Increased levels of 8-isoprostane have been found in EBC of asthmatic subjects, confirming the role of oxidative stress in the pathogenesis of asthma 6, 7.

In many studies, an immunoenzymatic technique (enzymatic immunoassay; EIA) has been used to measure 8-isoprostane in EBC 710. Though the EIA approach is known to have some weaknesses in the analysis of EBC (inasmuch as the assay works close to its detection limit), to our knowledge no published studies have compared EIA with a reference analytical method based on mass spectrometry in the study of EBC.
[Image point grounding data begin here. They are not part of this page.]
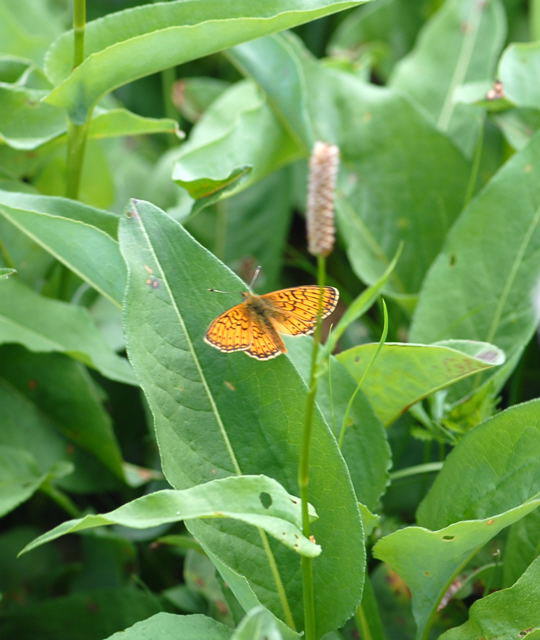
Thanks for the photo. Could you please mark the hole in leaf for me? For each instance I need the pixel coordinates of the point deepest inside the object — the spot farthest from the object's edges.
(265, 498)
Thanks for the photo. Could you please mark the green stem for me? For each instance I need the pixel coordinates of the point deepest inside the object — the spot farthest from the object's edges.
(76, 132)
(168, 77)
(367, 616)
(6, 256)
(75, 156)
(61, 499)
(473, 178)
(303, 467)
(382, 340)
(79, 25)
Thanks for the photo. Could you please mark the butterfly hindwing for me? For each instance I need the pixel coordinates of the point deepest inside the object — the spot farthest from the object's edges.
(231, 331)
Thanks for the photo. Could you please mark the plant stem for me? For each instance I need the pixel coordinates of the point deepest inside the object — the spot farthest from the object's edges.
(75, 156)
(79, 24)
(473, 178)
(303, 467)
(76, 132)
(61, 499)
(429, 467)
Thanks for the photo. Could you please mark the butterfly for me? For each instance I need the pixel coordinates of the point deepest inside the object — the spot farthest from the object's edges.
(253, 326)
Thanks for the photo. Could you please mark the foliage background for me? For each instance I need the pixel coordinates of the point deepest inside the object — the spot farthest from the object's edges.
(438, 209)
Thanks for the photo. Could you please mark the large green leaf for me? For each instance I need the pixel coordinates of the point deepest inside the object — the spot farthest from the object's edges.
(259, 624)
(483, 283)
(81, 237)
(256, 500)
(510, 613)
(127, 45)
(26, 123)
(169, 625)
(222, 154)
(521, 548)
(26, 426)
(428, 560)
(63, 391)
(86, 615)
(493, 468)
(379, 34)
(19, 35)
(519, 66)
(389, 194)
(43, 324)
(403, 374)
(221, 414)
(20, 476)
(459, 45)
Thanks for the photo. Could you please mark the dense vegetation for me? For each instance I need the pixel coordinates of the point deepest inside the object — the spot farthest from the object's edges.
(155, 151)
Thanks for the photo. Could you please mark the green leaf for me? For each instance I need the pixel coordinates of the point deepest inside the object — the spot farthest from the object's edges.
(222, 155)
(5, 272)
(121, 122)
(459, 45)
(466, 490)
(25, 121)
(237, 228)
(18, 33)
(521, 548)
(428, 560)
(510, 613)
(27, 427)
(62, 227)
(87, 615)
(28, 123)
(387, 195)
(360, 305)
(221, 414)
(169, 625)
(365, 446)
(63, 391)
(43, 324)
(256, 500)
(382, 31)
(483, 283)
(192, 96)
(20, 477)
(403, 373)
(519, 65)
(131, 44)
(260, 624)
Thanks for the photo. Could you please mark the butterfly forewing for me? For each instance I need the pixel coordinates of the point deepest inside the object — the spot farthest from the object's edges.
(300, 306)
(253, 328)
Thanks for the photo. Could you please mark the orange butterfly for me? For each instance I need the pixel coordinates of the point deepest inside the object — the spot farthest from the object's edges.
(253, 326)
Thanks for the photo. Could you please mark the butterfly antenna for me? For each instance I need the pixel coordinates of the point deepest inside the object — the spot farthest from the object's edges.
(255, 276)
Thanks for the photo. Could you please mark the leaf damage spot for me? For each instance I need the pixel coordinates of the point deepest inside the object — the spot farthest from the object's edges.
(153, 282)
(266, 499)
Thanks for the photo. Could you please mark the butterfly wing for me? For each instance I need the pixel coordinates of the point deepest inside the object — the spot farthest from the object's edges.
(297, 307)
(231, 331)
(263, 346)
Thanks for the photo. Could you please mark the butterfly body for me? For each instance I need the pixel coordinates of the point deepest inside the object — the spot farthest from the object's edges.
(254, 326)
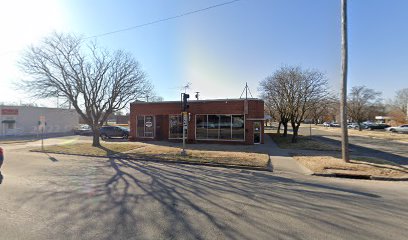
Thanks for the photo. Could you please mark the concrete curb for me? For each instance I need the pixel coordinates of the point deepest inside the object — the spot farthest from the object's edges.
(361, 177)
(208, 164)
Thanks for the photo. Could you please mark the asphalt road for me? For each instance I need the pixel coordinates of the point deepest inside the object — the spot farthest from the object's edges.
(66, 197)
(390, 150)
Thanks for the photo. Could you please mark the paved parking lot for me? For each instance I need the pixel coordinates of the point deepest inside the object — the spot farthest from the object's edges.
(67, 197)
(390, 150)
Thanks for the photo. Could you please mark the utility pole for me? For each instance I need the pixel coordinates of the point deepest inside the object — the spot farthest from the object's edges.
(343, 98)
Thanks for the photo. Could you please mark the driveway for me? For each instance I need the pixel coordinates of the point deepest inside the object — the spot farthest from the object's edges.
(68, 197)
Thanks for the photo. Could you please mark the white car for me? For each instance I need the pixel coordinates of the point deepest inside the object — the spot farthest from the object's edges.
(402, 129)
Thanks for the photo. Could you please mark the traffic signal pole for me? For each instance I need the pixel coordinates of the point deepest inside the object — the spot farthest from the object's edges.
(185, 120)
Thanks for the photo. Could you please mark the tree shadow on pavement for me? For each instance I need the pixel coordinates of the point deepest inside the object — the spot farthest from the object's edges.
(360, 150)
(126, 199)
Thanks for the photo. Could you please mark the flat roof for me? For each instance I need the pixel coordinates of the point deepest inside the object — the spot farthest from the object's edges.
(194, 101)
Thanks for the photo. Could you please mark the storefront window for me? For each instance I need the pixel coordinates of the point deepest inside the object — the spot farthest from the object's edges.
(201, 126)
(213, 126)
(238, 128)
(145, 126)
(225, 127)
(220, 127)
(175, 126)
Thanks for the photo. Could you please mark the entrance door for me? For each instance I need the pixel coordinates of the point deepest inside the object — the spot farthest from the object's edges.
(257, 132)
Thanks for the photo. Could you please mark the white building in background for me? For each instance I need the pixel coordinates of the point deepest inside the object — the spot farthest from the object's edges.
(29, 120)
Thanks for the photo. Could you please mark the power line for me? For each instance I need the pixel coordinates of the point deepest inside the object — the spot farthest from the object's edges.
(146, 24)
(163, 19)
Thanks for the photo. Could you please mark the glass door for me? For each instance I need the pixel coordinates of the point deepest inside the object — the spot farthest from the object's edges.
(257, 132)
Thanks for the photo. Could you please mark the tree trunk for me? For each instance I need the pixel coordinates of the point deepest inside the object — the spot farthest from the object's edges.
(343, 99)
(295, 128)
(96, 140)
(285, 129)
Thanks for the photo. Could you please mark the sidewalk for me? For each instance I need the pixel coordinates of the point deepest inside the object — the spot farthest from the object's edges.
(281, 160)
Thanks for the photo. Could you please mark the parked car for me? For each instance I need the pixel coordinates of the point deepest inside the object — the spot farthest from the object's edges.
(114, 131)
(376, 126)
(331, 124)
(83, 129)
(1, 163)
(353, 125)
(402, 129)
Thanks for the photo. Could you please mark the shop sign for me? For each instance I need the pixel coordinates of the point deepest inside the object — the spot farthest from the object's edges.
(9, 111)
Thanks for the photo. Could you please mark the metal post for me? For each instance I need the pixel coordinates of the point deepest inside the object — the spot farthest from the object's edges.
(42, 138)
(343, 98)
(185, 122)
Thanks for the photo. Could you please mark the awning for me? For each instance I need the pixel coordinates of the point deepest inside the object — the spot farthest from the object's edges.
(8, 121)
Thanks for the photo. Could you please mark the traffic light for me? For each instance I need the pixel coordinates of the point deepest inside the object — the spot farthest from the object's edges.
(185, 103)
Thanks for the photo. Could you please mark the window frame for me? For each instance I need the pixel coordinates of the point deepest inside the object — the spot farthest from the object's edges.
(144, 126)
(219, 139)
(181, 121)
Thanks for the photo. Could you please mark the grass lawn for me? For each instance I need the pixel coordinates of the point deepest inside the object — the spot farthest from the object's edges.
(327, 159)
(303, 143)
(169, 152)
(17, 141)
(367, 133)
(360, 165)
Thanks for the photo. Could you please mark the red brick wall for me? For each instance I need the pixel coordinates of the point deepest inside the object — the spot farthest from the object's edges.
(161, 110)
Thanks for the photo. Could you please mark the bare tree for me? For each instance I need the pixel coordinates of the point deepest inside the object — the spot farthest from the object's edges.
(309, 89)
(274, 92)
(95, 81)
(361, 102)
(322, 109)
(401, 100)
(293, 93)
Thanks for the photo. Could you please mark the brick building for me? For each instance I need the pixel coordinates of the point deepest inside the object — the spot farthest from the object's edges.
(224, 121)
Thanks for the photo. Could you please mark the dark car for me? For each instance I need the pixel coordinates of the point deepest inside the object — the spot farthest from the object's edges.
(1, 163)
(376, 126)
(84, 130)
(114, 131)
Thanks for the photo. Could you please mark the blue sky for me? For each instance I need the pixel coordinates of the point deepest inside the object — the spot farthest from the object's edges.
(218, 50)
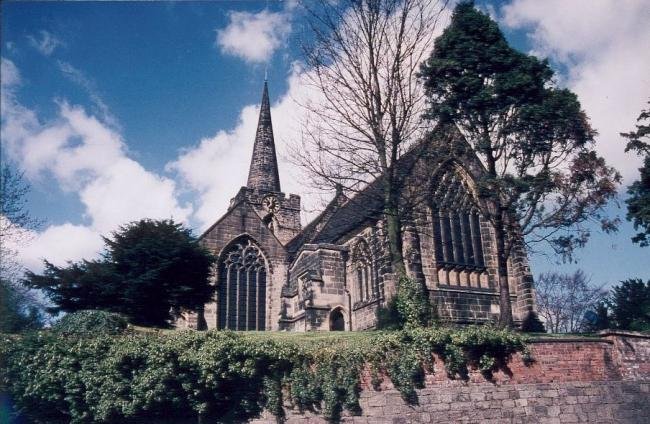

It is widely acknowledged that asthma can be easily controlled in most cases, although there is a small subgroup of children with recurrent severe exacerbations or chronic symptoms despite prescription of multiple drugs. The term “problematic asthma” has recently been proposed to describe these children 11 and efforts should be made to better characterise this phenotype.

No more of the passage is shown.